Jeffrey Lionel Dahmer nació el 21 de Mayo de 1960 en Milwaukee, donde fue criado en el seno de
una familia de clase media. De niño, se caracterizó por ser muy vital y extrovertido, alguien a quien
le encantaban los animales y le gustaba jugar. Tras tres cambios de domicilio, se volvió una
persona retraída y de extremada timidez. Aunque le regalaron un perro al que quería con locura,
ello no frenó su proceso de aislamiento progresivo del mundo. Para impedir que fuera a más, su
padre le animaba a relacionarse con otros niños, casi forzándole a ello, ya que temía que el
pequeño Jeffrey pudiera desarrollar cierto complejo de inferioridad.

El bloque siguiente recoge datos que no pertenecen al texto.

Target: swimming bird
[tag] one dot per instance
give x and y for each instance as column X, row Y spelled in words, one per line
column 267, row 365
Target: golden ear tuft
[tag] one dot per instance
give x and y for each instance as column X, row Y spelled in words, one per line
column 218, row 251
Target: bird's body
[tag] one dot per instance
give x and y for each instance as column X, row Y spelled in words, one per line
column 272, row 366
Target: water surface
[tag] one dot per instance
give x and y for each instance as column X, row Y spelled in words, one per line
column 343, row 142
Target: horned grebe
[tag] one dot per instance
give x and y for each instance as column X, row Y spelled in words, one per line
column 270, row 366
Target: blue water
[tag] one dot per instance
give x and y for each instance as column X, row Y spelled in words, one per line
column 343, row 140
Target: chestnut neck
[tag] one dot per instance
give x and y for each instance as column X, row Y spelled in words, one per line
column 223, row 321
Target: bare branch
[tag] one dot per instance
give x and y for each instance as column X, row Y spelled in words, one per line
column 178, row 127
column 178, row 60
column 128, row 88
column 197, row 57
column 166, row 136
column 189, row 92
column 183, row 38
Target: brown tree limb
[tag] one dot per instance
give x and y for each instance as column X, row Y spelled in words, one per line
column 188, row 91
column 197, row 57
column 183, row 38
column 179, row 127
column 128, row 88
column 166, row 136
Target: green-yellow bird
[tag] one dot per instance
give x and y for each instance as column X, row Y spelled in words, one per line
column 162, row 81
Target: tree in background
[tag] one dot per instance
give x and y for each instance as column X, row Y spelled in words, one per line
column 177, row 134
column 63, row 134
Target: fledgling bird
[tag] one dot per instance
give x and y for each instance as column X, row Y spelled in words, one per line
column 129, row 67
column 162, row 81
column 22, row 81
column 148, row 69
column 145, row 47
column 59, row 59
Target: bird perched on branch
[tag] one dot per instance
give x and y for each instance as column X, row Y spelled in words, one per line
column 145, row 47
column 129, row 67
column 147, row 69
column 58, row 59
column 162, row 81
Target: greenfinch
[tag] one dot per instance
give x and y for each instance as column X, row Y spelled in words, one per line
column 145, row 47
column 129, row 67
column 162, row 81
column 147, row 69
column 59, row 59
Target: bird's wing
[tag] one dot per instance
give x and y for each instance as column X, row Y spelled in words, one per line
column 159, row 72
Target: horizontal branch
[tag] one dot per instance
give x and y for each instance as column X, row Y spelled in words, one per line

Hacia los diez años, el matrimonio de sus padres comenzó poco a poco a desmoronarse. No era
extraño verlos discutir. Ya en la adolescencia, cuando sucedían este tipo de acontecimientos, Jeff
se iba de casa y se perdía por el bosque. Continuaba sintiendo gran pasión por los animales, pero
estaba más interesado en cómo eran por dentro. Comenzó a aficionarse a recoger animales
muertos que encontraba atropellados en la carretera; los metía en una bolsa de basura y luego se
los llevaba al patio trasero de su granja, donde los diseccionaba y deshuesaba.

Una insana afición por el sexo violento

En plena época del desarrollo de su sexualidad, Jeffrey Dahmer se dedicaba a este tipo de
prácticas, estableciendo una asociación entre violencia y sexo que marcaron su conducta y sus
acciones posteriores. Sentía atracción por los hombres, fantaseaba que se acostaba con ellos y
luego los asesinaba. Este tipo de pensamientos obsesivos fueron, al final, lo único que le causaba
excitación sexual. Dahmer estaba atormentado por sus fantasías tan recurrentes de sexo y
muerte, de modo que, en un intento por olvidarlas, comenzó a beber. De igual forma, se refugiaba
en la bebida para escapar de las constantes peleas de sus padres.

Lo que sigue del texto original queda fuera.